Experts agree that the closer Trump gets to winning outright, the harder it would be to deny him. Former Republican National Committee Chairman Michael Steele told Politico it would “basically create Armageddon with the base.”

Kyle Kondik, managing editor of Sabato’s Crystal Ball at the University of Virginia Center for Politics, agreed.

“It would be something of a legitimacy crisis,” he told LifeZette. “There would be a lot people, including Trump, himself, who would be angry about it. But on the other hand, there are a lot of people who don’t want Trump to be the nominee.”

For a convention coup to succeed, Rubio probably would have to perform better. Suppose Cruz fares badly on Super Tuesday, drops out along with Carson, and Kasich leaves on a high note after winning Ohio. That would turn the campaign in the head-to-head contest the Establishment long has wanted. If Rubio could manage to win some larger later-voting states, like California and Pennsylvania, he could draw close enough Trump to make a convention deal possible.

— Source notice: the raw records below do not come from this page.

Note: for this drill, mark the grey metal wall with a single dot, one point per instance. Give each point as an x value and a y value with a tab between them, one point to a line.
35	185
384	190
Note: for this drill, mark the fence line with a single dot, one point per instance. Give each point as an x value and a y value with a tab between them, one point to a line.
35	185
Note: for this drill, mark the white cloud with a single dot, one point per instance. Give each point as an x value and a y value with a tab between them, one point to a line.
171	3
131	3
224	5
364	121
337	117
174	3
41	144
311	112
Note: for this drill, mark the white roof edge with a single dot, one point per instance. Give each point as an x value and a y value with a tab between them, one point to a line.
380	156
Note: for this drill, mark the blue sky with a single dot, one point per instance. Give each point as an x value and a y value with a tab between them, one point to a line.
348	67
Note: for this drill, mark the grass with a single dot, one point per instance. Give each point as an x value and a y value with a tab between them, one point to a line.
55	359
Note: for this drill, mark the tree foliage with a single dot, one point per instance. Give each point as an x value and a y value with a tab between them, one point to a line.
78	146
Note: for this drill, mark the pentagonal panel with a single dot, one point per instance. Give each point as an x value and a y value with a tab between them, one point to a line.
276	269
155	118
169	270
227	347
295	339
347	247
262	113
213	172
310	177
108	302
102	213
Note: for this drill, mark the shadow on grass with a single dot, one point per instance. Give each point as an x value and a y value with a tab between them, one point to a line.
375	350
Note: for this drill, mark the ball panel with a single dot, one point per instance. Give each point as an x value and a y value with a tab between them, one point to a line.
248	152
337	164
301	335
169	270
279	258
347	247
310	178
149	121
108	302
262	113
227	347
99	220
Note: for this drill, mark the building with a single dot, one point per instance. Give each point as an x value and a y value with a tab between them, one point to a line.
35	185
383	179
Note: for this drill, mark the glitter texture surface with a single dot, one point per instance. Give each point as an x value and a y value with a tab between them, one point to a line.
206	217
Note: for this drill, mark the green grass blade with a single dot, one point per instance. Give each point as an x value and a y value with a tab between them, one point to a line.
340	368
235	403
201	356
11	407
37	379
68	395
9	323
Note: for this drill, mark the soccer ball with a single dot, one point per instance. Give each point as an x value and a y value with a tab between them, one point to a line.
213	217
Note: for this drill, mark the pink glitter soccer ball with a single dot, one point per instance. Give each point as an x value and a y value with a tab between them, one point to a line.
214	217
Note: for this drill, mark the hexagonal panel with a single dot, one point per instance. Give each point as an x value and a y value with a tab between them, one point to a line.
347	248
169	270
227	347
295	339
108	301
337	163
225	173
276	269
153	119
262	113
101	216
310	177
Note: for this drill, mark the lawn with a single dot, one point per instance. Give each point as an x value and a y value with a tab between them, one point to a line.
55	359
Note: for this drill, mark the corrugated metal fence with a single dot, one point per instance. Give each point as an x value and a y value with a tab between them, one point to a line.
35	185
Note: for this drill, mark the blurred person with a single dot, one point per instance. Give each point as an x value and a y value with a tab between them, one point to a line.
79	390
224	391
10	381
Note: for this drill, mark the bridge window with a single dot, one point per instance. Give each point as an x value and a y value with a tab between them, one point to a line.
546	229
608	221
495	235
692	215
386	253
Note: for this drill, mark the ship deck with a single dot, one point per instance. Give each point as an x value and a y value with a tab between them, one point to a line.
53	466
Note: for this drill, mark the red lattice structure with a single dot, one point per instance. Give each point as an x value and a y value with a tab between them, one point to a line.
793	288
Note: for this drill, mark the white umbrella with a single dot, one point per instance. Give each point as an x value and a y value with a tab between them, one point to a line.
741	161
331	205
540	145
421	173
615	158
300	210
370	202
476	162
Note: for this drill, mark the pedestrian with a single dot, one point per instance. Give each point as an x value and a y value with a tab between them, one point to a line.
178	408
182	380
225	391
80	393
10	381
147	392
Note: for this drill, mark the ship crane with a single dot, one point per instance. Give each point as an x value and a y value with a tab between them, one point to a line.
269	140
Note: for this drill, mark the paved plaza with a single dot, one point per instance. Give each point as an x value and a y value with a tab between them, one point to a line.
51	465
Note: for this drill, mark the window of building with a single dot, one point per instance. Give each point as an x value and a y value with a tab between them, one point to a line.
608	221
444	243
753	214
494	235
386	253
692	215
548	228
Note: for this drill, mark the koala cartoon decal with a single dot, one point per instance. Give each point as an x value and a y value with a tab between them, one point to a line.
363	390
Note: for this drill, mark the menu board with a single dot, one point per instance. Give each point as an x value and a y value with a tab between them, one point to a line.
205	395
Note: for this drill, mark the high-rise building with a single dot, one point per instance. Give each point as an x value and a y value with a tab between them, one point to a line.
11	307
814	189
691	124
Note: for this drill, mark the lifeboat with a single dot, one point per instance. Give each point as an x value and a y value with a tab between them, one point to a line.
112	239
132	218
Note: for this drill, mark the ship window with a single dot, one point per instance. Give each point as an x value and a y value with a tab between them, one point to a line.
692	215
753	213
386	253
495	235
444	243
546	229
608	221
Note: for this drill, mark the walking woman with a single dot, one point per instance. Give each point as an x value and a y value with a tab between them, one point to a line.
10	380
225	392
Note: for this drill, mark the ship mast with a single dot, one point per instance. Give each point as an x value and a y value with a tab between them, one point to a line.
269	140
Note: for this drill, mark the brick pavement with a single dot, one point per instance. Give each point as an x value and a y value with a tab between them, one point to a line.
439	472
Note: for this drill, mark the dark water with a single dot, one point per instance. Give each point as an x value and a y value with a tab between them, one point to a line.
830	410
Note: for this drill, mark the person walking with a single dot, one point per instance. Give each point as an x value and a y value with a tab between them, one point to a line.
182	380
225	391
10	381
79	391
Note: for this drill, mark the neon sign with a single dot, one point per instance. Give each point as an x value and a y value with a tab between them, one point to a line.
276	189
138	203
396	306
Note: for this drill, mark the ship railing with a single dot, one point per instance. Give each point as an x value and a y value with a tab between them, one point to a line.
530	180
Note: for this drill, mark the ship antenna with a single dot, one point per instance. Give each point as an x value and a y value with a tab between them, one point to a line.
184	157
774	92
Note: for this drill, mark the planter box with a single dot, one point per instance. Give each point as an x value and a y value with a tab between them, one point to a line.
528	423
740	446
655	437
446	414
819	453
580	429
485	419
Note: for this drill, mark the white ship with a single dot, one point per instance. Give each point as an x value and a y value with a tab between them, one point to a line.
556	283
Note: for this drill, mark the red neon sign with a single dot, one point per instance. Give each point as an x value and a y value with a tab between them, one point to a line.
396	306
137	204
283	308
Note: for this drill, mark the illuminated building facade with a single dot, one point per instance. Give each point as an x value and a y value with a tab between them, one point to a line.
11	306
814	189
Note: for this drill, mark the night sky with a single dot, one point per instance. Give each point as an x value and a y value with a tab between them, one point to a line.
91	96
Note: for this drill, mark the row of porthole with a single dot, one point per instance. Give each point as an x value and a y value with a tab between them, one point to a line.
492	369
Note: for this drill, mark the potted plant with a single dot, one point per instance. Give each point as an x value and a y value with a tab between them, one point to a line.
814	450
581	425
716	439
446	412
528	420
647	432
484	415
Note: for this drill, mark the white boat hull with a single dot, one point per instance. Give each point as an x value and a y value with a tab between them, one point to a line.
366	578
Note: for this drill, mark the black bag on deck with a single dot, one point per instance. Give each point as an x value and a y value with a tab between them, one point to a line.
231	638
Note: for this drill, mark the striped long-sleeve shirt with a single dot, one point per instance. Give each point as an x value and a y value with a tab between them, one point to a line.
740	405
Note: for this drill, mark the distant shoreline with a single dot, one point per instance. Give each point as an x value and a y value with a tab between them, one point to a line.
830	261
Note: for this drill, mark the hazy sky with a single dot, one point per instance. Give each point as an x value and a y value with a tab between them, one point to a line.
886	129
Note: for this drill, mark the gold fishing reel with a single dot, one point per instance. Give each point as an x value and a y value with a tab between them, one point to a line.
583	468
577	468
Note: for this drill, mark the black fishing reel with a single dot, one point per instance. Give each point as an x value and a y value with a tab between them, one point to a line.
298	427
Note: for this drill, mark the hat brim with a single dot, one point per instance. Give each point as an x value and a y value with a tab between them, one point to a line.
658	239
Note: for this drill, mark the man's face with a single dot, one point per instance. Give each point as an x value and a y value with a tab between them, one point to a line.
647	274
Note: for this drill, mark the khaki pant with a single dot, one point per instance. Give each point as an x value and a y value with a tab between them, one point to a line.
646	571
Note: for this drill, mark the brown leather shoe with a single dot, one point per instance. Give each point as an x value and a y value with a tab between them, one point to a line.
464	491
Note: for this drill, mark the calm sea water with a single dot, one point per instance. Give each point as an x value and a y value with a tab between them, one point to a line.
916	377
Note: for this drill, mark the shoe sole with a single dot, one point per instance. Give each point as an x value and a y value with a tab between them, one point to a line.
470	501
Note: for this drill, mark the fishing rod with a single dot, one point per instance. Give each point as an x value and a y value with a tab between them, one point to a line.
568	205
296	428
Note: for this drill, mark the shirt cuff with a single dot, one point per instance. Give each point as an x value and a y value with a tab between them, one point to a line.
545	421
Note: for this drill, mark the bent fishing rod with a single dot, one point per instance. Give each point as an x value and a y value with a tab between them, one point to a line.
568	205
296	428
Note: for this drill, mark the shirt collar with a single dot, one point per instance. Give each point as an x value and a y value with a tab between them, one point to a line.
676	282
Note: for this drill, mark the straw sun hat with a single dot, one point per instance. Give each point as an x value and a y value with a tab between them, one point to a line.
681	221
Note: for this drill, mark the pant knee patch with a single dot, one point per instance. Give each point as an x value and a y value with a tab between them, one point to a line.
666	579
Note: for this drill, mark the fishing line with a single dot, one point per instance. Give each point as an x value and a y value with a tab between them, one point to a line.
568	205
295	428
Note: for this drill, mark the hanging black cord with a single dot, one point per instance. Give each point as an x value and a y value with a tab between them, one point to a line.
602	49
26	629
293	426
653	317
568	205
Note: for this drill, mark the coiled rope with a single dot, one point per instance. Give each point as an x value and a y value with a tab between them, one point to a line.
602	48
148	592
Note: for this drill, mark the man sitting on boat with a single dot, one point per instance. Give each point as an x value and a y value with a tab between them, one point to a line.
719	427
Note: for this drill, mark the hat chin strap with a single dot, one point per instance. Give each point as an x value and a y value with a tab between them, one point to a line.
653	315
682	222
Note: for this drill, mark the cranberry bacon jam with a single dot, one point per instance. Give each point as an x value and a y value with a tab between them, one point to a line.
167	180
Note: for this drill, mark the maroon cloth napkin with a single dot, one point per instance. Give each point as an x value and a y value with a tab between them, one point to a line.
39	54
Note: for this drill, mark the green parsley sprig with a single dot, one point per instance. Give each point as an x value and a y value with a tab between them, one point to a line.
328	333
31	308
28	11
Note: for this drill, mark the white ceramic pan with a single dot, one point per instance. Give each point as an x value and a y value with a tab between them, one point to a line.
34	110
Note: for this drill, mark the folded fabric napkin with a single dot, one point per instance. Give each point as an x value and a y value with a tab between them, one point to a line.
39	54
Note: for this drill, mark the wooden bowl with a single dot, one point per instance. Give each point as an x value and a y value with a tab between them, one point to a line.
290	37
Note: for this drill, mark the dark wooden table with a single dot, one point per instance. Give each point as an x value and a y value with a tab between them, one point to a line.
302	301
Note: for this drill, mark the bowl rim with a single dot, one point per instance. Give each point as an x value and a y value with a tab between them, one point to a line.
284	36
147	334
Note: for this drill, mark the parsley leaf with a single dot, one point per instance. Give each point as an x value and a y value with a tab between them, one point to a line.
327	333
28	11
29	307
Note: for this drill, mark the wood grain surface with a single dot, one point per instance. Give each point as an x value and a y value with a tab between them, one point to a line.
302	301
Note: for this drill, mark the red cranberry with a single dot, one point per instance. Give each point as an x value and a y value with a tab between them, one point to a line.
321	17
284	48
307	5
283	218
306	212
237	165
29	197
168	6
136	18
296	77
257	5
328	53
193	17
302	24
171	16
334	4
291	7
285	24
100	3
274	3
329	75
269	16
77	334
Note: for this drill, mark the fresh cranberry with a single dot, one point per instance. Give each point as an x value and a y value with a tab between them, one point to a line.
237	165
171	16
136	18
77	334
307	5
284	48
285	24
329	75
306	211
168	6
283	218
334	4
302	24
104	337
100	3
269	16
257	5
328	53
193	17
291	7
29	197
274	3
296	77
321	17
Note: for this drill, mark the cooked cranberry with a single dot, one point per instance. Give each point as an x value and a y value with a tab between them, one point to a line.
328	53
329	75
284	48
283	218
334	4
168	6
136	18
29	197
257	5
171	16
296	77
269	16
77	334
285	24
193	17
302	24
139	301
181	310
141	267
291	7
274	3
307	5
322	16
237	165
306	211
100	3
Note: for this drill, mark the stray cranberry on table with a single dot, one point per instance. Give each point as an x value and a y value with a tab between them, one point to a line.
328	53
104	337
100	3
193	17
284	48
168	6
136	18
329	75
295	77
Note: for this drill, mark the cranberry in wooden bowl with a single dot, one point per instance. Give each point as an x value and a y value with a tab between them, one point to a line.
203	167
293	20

One scenario run by LifeZette results in Trump winning 33 states and 1,068 delegates to Rubio’s 17 states and territories and 977 delegates. The 91-delegate difference might be surmountable in that case.

Scneario 2

Rules bind delegates to the candidate they represent on the first ballot and in some cases, subsequent ballots. The same is true of state party officials who serve as delegates. It is not even clear to what extent delegates, once released, would honor the wishes of the candidates to whom they were originally committed.

Power brokers aren’t what they used to be.

“American politics are a lot less top-down than they were 40 or 50 years ago,” Kondik said.